Seit längerer Zeit zeigten sich bei mehreren Weichen alterungsbedingte Funktionsstörungen. Ein Ersatz wurde notwendig und in ein neues Konzept für den Güterbahnhof eingeplant. Vor rund zwei Jahren bürdeten wir uns dann für das 50-Jahre-Jubiläum einen weiteren Brocken auf. Das Konzept für den neuen Güterbahnhof mit neuem Unterbau wurde gutgeheissen. Einmal mehr zeigte sich, dass in unserem Klub Gemeinschaftssinn und Arbeitswille herrscht und man sich darauf verlassen kann, wenn es um die Wurst geht. So viele Mitstreiter wie die letzten zwei Jahre waren lange nicht mehr im Anlagenbau tätig. Bei Drucklegung dieses Artikels sollte der Bahnhof funktionstüchtig und für ein würdiges 50jähriges bereit sein.
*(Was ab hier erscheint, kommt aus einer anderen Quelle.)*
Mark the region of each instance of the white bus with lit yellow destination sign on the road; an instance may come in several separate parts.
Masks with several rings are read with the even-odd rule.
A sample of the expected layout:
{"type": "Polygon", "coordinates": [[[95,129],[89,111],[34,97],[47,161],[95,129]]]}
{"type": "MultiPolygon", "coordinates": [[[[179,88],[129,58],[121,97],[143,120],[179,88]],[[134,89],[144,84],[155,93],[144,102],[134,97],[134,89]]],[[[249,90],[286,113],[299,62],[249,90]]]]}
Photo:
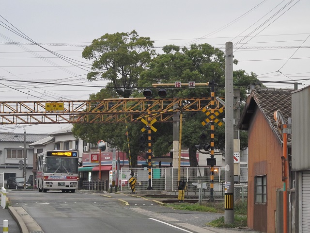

Zum Jubiläum präsentieren wir unseren Klub der Öffentlichkeit. Auch für das leibliche Wohl wird gesorgt sein. Unser Klubheim und der Güterbahnhof erstrahlt in neuem Glanz und legt Zeugnis davon ab, was ein kleiner Klub mit engagierten Mitgliedern alles erreichen kann. Wir freuen uns über jeden Gast, der mit uns feiern und unsere Anlage im Betrieb kritisch begutachten möchte.

 

Unser eigenes Klubheim

Da unser Klubheim dazumals im Baurecht auf einem Grundstück eines Mitgliedes erstellt worden ist und dieses im Jahre 2013 abgelaufen wäre, mussten wir uns um die Zukunft des Klubs Gedanken machen.

Nach langer Vorverhandlung mit den Grundstückseigentümern und verschiedenen Banken konnten wir an der 56. GV vom 28.02.2004 über den Erwerb des zugehörigen Grundstückes abstimmen. Da im Untergeschoss noch Garagen vermietet sind, kann fast die ganze Zinsbelastung der Hypothek mit diesen Einnahmen getilgt werden. Durch eine an der GV bestummene zweckgebundene Erhöhung des Beitrages um Fr. 20.- können wir auch die geplante neue Heizung und weitere Unterhaltsarbeiten finanzieren.